Ecosyste.ms: Awesome

An open API service indexing awesome lists of open source software.

Awesome Lists | Featured Topics | Projects

https://github.com/dbeley/gsmarena-scraper

Scraper for gsmarena.com (deprecated)
https://github.com/dbeley/gsmarena-scraper

docker gsmarena tor

Last synced: 2 months ago
JSON representation

Scraper for gsmarena.com (deprecated)

Awesome Lists containing this project

README

        

# gsmarena_scraper

**DEPRECATED: even with tor, the rate limiting of gsmarena is too sensitive for the script to complete properly.
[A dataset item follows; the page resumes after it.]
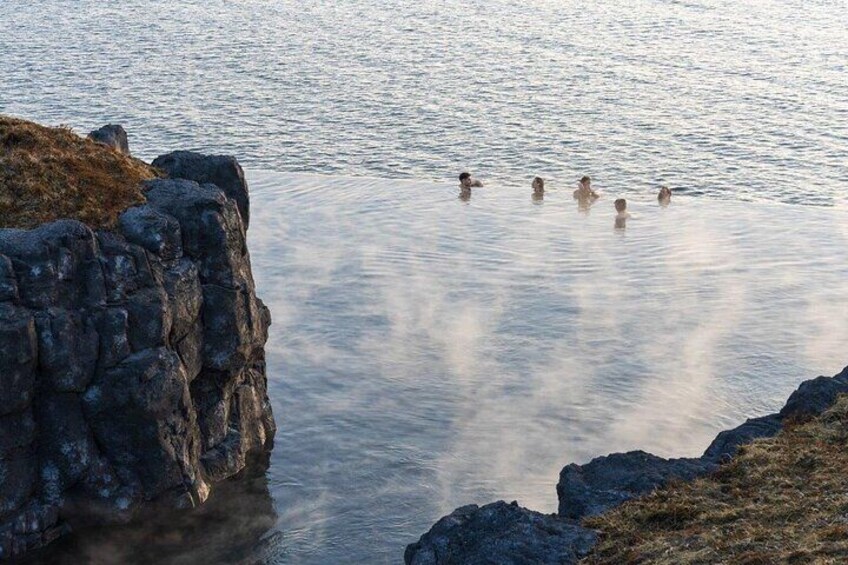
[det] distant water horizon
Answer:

Use it at your own risk.**

This script extract the mobile specs from all the phones available in gsmarena.com to a csv file (+ one for each brand).
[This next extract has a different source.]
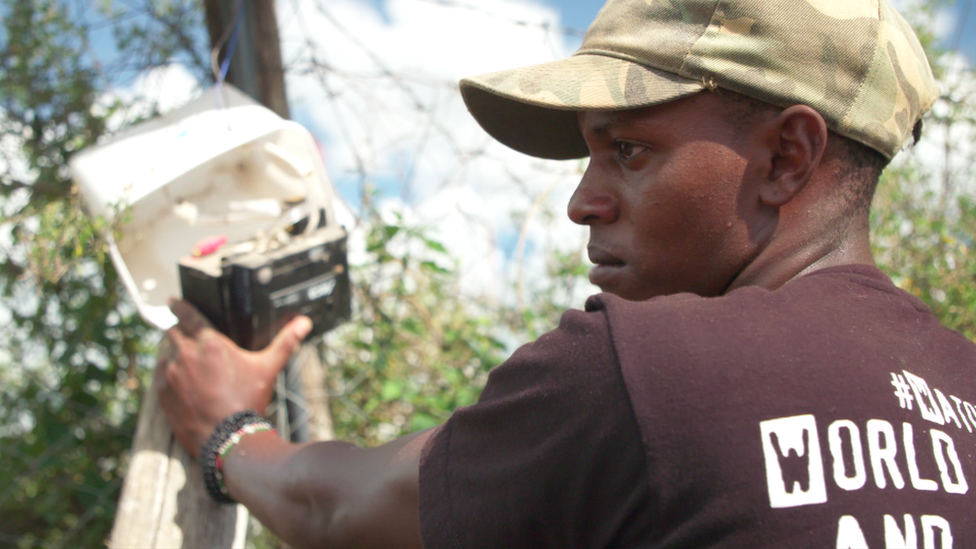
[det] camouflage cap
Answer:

To avoid spam detection, run with TOR (see below).

## Requirements

- python + pip
- docker + docker-compose

## Installation

Clone the repository:
```
git clone https://github.com/dbeley/gsmarena-scraper
cd gsmarena-scraper
```

Install the python dependencies:
```
pip install requests beautifulsoup4 lxml pandas pysocks stem
```

If you prefer, you can also install the requirements in a virtual environment with pipenv (in order to run the python script, you will need to use `pipenv run python gsmarena-scraper.py` instead of `python gsmarena-scraper.py`):
```
pipenv install
```

## Usage

Run the docker container containing the tor proxy (you can tweak the torrc configuration file if you want, but the defaults should be good):
```
docker-compose up -d
```

Run the script:
```
python gsmarena-scraper.py
```

After completion, you can stop the docker container with `docker-compose down`.

## Help

```
python gsmarena_scraper.py -h
```

```
usage: gsmarena-scraper.py [-h] [--debug]

Scraper gsmarena.

optional arguments:
-h, --help show this help message and exit
--debug Display debugging information
```

## Files exported

The exported files will be placed in a folder named Exports. The `all-brands_exports.csv` will contain the data of all brands.